Bei der Diagnose einer koronaren Herzkrankheit ist es wichtig, vorbeugende Maßnahmen zu beachten:

  1. sich an den richtigen Lebensstil halten (den Konsum von Alkohol und Tabakprodukten minimieren oder ganz aufgeben),
  2. Vermeiden Sie stressige Situationen
  3. verbrauchen Mineralien und Vitamine der Gruppen E und P,
  4. folge einer Diät. Die richtige Ernährung ist der Schlüssel zur Gesundheit. Es ist wichtig, die Aufnahme von Lebensmitteln zu begrenzen, die den Cholesterinspiegel im Blut erhöhen. Dazu gehören: Fleisch, Eier, Kaviar, Milchprodukte. Gleichzeitig wird empfohlen, möglichst viele Gemüse-, Fisch- und Getreidearten in die Ernährung aufzunehmen, da diese zur Beseitigung des Cholesterins beitragen.
  5. Sport treiben (mäßig). Es wird empfohlen, physische (aerobe) Übungen durchzuführen, da sie die meisten Muskelgruppen einbeziehen und das Herz-Kreislauf-System trainieren. Zu diesen Aktivitäten zählen Schwimmen, Volleyball, flottes Gehen, Aerobic, Radfahren und Skifahren.

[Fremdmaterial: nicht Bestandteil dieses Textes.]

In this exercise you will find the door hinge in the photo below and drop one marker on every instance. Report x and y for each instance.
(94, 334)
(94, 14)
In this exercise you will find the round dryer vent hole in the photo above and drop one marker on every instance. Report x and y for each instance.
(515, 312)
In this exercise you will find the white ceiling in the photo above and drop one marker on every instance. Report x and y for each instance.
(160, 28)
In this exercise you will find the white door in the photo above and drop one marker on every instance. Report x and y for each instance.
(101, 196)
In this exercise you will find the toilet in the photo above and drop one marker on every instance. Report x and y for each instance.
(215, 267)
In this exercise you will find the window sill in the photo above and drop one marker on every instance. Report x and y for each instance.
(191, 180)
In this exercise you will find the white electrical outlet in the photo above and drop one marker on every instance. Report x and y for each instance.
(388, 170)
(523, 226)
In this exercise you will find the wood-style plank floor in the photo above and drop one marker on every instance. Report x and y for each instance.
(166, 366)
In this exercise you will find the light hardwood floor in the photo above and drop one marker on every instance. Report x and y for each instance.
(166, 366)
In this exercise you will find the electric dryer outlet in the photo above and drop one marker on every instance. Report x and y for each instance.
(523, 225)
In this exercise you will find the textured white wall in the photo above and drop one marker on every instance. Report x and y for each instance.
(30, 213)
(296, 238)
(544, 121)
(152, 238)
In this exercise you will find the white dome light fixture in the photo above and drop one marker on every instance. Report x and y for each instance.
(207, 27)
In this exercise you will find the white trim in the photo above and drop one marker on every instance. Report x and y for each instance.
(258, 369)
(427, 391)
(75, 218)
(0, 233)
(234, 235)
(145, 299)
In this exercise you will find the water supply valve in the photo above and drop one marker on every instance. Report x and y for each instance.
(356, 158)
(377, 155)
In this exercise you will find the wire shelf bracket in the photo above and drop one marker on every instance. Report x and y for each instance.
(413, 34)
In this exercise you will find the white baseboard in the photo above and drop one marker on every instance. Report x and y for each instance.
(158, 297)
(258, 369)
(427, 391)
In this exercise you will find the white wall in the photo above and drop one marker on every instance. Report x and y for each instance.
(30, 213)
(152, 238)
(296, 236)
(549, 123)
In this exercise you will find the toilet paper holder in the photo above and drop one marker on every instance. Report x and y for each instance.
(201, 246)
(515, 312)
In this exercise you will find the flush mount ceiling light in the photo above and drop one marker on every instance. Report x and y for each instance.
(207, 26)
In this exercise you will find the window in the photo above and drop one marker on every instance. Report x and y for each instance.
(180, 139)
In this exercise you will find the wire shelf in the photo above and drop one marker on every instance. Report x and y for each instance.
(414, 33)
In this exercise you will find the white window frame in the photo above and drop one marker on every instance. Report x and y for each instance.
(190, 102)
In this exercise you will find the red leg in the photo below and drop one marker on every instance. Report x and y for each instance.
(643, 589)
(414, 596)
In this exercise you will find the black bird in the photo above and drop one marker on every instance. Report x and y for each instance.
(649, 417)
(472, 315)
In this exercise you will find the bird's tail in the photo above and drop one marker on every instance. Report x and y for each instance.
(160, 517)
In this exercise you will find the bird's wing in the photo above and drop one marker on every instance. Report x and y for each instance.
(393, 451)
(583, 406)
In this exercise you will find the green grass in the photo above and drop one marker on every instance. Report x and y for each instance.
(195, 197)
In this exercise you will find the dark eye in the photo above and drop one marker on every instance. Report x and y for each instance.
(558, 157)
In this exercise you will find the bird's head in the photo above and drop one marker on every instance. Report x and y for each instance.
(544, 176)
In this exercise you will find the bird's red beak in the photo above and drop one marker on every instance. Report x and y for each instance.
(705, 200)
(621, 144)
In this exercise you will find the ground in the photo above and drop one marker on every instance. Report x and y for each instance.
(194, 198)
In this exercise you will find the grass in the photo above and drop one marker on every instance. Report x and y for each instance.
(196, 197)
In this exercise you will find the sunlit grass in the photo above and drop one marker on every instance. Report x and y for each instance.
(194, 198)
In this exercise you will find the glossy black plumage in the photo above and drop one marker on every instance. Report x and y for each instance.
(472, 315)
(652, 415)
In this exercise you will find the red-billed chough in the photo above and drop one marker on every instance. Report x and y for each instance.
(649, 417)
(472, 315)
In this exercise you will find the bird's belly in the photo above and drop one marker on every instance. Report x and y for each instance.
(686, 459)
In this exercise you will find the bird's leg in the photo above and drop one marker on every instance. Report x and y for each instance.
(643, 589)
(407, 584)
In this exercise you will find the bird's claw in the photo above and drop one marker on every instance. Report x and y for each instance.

Die Einhaltung der vorbeugenden Maßnahmen gegen koronare Herzkrankheiten verhindert den Anstieg des Blutdrucks und Krämpfe der Herzkranzgefäße und erhält den Tonus des Herzmuskels.

Wann einen Arzt aufsuchen?

Das Auftreten der oben genannten Symptome einer koronaren Herzkrankheit legt nahe, dass eine Person dringend ärztlichen Rat und eine kardiologische Untersuchung benötigt. Der Spezialist wird den Zustand des Patienten beurteilen und gegebenenfalls eine Behandlung verschreiben.

Wenn Sie vermuten, dass ein Herzinfarkt beginnt, rufen Sie sofort "03" an!

Wenn Sie Bluthochdruck oder Cholesterin, Diabetes oder Fettleibigkeit und andere Anzeichen einer koronaren Herzkrankheit haben, sollten Sie einen Arzt aufsuchen. Um einen Termin mit einem Kardiologen zu vereinbaren, klicken Sie hier. Möglicherweise benötigen Sie eine Untersuchung, um Ihren Zustand festzustellen, insbesondere wenn Anzeichen von Gefäßschäden vorliegen. Auch wenn eine koronare Herzkrankheit nicht nachgewiesen ist, wird eine Behandlung zur Eliminierung von Risikofaktoren empfohlen. Um das Fortschreiten der Erkrankung zu stoppen und die Entwicklung eines Myokardinfarkts zu verhindern, hilft die Früherkennung einer koronaren Herzkrankheit.